Sampai akhirnya ketika aku menjejakkan kakiku di pasir putih pulau ini, aku menyadari ada kehadiran sosok baru yang sudah siap untuk menggantiku. “Mengapa harus satu tahun” terjawablah sudah. Aku menyadari bahwasannya, sampai lima tahunpun kehadiranku disini, bisa saja tidak menghasilkan apa-apa, atau mungkin penat dan lelah yang kudapati. Itulah kenapa aku membutuhkan ‘tim’, sebuah tim untuk 4 tahun ke depan, yang bisa bekerja bersama, untuk bersama-sama membangun pelita, memajukan pulau ini sedikit demi sedikit. Legalah perasaan ketika aku tahu, masih banyak anak negeri ini yang mau turun tangan langsung ke tempat ini. Berharap  4 tahun ke depan, kita semua, entah siapa lagi yang menggantikanku menjadi tim yang baik. Amin.

 

Malam ini, bapak angkatku menyiapkan ikan sebanyak-banyaknya dan yang paling enak pernah beliau buat, ibuku menemaniku melipat bajuku ke dalam koper, dengan mengucap janji dan pesan untuk tidak akan pernah lupa akan pulau ini, untuk kembali berkunjung ke pulau ini. Adik angkatku memberikanku pelukan dan kecupan di pipi, sambil bertanya kapan aku akan kembali.
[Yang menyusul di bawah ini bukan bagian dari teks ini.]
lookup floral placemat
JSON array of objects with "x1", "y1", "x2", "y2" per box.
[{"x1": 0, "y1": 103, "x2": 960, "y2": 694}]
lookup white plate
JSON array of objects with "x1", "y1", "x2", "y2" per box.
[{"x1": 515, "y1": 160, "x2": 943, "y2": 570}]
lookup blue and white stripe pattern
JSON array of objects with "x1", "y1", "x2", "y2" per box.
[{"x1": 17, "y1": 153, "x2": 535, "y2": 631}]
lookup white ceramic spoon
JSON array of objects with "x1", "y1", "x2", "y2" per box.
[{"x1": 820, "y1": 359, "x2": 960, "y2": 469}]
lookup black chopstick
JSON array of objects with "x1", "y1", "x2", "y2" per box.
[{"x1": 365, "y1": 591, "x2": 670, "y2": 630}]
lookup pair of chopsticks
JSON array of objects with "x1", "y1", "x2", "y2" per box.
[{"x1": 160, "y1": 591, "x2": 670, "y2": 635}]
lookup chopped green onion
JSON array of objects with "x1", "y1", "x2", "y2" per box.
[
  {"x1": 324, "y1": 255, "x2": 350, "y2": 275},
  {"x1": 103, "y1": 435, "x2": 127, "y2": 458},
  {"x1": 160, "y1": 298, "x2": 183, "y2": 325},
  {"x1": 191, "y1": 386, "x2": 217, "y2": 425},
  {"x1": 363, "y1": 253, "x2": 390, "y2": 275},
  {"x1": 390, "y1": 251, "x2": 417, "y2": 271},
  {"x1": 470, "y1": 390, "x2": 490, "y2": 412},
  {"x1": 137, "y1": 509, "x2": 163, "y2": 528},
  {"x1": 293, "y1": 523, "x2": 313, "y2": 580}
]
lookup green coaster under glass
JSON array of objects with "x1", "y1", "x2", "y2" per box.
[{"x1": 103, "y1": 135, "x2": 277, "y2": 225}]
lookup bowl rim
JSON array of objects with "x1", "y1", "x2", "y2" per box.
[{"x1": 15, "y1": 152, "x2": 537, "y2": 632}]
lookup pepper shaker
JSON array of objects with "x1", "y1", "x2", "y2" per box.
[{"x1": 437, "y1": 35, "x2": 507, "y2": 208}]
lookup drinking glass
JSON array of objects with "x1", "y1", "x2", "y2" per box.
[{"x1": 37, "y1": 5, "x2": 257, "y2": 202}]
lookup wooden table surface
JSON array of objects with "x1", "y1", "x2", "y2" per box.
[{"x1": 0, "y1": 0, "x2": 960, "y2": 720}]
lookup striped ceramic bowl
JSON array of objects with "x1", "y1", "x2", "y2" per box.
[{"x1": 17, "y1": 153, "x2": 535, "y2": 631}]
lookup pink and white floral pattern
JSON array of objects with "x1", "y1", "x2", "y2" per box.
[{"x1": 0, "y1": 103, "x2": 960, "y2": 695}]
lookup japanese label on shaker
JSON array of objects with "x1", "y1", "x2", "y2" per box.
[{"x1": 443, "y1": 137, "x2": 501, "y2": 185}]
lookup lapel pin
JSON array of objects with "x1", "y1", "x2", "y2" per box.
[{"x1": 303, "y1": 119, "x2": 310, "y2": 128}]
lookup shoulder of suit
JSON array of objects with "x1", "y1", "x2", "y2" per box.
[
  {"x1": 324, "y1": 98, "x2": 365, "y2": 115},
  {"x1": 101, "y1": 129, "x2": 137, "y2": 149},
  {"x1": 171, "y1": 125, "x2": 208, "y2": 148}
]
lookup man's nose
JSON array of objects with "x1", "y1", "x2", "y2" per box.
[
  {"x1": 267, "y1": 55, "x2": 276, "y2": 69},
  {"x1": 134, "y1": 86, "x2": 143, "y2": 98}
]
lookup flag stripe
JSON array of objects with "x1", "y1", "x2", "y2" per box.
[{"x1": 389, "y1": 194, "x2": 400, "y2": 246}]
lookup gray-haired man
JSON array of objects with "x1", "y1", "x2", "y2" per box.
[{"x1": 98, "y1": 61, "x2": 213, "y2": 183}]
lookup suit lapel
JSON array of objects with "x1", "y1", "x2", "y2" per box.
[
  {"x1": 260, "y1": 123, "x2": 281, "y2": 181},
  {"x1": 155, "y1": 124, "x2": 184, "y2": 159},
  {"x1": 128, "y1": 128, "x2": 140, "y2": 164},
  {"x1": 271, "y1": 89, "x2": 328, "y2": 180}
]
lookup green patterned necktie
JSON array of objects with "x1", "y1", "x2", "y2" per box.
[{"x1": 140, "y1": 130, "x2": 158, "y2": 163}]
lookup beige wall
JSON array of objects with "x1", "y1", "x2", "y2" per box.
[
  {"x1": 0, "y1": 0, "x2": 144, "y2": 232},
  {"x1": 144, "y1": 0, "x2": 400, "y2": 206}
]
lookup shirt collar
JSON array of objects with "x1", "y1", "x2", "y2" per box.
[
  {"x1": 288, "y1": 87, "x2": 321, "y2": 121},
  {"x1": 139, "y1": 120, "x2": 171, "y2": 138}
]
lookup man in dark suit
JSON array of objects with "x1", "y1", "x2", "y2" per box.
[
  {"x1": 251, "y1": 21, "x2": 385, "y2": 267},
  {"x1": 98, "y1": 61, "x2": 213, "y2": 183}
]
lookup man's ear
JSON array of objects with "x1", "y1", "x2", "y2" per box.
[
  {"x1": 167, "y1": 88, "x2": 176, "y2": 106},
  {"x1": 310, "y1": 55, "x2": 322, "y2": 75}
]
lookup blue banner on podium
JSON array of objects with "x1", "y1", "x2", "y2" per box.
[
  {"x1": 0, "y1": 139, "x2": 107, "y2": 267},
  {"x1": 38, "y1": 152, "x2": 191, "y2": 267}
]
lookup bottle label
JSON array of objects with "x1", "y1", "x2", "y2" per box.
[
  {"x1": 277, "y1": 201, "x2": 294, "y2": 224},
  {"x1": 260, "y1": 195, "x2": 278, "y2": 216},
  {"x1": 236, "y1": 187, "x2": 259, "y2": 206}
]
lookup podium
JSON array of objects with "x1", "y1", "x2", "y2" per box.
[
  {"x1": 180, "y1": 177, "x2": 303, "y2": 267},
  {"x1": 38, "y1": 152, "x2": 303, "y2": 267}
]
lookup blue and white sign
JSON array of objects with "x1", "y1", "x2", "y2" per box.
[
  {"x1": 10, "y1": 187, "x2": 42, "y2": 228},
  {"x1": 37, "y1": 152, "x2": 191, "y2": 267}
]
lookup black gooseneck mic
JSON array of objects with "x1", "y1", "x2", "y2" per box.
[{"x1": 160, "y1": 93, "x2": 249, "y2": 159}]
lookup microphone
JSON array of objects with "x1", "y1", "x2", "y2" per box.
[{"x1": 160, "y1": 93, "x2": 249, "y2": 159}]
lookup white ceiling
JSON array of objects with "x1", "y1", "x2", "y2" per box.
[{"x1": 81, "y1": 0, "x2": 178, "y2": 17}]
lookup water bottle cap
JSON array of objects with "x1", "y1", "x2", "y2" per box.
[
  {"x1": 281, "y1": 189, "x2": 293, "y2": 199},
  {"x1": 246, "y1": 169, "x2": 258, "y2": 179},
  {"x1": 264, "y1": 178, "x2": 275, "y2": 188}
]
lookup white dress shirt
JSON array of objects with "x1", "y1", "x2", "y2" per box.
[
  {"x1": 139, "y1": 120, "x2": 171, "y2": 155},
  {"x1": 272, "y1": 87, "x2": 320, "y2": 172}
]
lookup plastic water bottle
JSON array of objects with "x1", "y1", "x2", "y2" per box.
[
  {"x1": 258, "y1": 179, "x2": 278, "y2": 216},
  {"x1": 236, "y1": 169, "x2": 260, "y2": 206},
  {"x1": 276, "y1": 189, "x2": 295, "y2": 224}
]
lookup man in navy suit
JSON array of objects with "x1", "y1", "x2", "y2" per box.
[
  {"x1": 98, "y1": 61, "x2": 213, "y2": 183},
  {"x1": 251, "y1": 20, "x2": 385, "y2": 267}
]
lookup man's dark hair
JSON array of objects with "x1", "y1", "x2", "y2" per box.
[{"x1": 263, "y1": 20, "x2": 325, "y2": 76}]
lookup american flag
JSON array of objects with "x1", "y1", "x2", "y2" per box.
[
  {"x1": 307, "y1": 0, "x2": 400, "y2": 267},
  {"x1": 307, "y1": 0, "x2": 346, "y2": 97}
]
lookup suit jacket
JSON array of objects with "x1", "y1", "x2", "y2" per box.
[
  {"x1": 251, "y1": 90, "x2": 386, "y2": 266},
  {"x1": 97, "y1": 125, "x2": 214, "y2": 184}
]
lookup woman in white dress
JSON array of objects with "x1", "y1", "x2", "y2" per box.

Aku tidak tahu kenapa air mataku mudah sekali meleleh ketika harus berjabat tangan, mengucap kata pamit, sembari berpeluk sambil mengucapkan janji umur panjang sehingga bisa kembali ke pulau ini. Perjalanan pulang memang tak semudah perjalanan datang. Oleh-oleh kenangan yang tidak pernah terganti walau hanya kue dari sagu, ikan asin, atau perahu dari batang pohon disini, mengungkapkan segala sayang mereka kepadaku.

Malam ini, aku berkemas, memasukkan foto-foto muridku yang aku sayang dan akan selalu kurindukan keberadaannya. Entah bagaimana mereka menganggap keberadaanku yang terlalu cepat berlalalu dari mereka, namun kehadiran mereka yang pernah mengisi segala ketegaran hidupku, memacu kekuatan sendiri bagiku, bahwasannya mereka banyak berjasa dalam hidupku. Aku berharap kelak aku bisa menilik mereka lagi.

Segala yang penuh dengan kehangatan dan dimana aku menjadi nyaman di dalamnya, maka kusebut itu rumah. Dan Beengdarat akan selalu menjadi rumah keduaku dimana insyallah suatu saat nanti aku akan kembali kedalam keindahan pulau ini.

Beengdarat, 24 Juni 2012. Counting down. Di tengah malam, dimana baru kali ini rasa berat meninggalkan pulau ini.